Claire war ein Glückskind. Sie wurde zu der Zeit geboren, wo Cloud richtig in die Gänge kam, weshalb ihr nie etwas gefehlt hat, aber das heißt nicht, dass ich es ihr leicht gemacht hätte. Sobald sie alt genug war, habe ich sie zur Arbeit geschickt. Im Büro, mit verschiedenen kleinen Jobs. Habe ihr sogar ein kleines Gehalt bezahlt. Ich glaube zwar nicht, dass ich damit irgendwelche Gesetze gegen Kinderarbeit missachtet habe, aber garantieren kann ich das nicht.
Jedenfalls wollte ich Claire damit klarmachen, dass einem in diesem Leben niemand etwas schenkt. Man muss sich alles erarbeiten. Außerdem war ich nie darauf aus, dass sie in meine Fußstapfen tritt. Sie sollte in die Welt hinausziehen und ihr eigenes Ding machen. Aber sie war einfach so verdammt intelligent und so interessiert daran, wie alles bei Cloud funktionierte. Da dauerte es nicht lange, bis sie sich einstellen ließ. Ob ihr es glaubt oder nicht, das hat sie unter einem Decknamen gemacht und in einer Niederlassung, wo niemand sie kannte. Sie wollte mir zeigen, dass sie es schafft. Wir haben uns alle
köstlich darüber amüsiert, obwohl das im Grunde ein (wenn auch geringfügiges) Täuschungsdelikt war.
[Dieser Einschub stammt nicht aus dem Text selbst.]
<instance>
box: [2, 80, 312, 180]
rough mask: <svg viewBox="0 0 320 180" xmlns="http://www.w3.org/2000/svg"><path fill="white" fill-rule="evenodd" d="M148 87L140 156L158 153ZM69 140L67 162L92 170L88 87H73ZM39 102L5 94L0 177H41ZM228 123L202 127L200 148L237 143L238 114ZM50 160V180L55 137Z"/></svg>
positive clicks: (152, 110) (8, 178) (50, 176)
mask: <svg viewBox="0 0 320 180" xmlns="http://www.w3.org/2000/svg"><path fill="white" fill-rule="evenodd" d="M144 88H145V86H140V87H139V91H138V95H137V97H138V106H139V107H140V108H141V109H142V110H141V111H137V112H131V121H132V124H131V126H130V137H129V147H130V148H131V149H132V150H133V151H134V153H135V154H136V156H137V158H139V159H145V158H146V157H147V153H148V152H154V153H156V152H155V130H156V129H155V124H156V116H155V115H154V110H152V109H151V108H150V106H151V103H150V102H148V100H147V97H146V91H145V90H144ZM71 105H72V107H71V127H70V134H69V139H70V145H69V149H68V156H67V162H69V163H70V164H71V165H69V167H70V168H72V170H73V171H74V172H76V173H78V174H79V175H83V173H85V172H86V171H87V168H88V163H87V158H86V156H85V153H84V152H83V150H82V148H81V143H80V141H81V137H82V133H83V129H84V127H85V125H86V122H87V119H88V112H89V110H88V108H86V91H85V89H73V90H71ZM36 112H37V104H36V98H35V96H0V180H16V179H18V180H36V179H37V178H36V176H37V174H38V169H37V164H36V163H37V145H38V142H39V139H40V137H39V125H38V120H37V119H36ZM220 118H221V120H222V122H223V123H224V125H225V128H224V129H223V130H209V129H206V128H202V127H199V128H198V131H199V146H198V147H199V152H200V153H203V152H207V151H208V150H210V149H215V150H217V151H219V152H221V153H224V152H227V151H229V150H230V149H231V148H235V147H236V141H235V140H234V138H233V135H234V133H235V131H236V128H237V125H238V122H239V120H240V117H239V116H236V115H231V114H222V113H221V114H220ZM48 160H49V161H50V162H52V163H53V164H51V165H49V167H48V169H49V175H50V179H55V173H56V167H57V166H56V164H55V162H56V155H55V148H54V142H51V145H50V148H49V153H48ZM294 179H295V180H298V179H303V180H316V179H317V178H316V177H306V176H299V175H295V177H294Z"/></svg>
Nachdem sie das durchgezogen hatte, habe ich sie in die Zentrale geholt und von da an immer denselben Maßstab an sie angelegt wie an alle anderen. Sie ist beurteilt worden wie jeder andere Mitarbeiter, und ich habe dafür gesorgt, dass dieses Rating durch nichts beeinflusst wurde, was ich sagte oder tat. Claire lag konstant bei vier Sternen, Jahr für Jahr. Ein einziges Mal gab es einen Ausreißer auf drei Sterne, aber das war das Jahr, wo sie ihr erstes Kind bekommen hat und nicht so oft im Büro war. Bei so was kann man einfach nichts machen.
Worauf es ankommt: Ich habe eine kluge, starke Frau großgezogen. Eine Person, die mir vor einem Raum voller Menschen offen ins Gesicht sagt, wenn ich unrecht habe. Eine Person, die auf unerwünschte Avancen mit einer Ohrfeige reagiert. Eine Person, die ich mit Stolz meine Tochter nenne. Sie hat mich auf tausenderlei Weise zu einem besseren Menschen gemacht. Aber auch Cloud ist durch sie zu einem besseren Unternehmen geworden.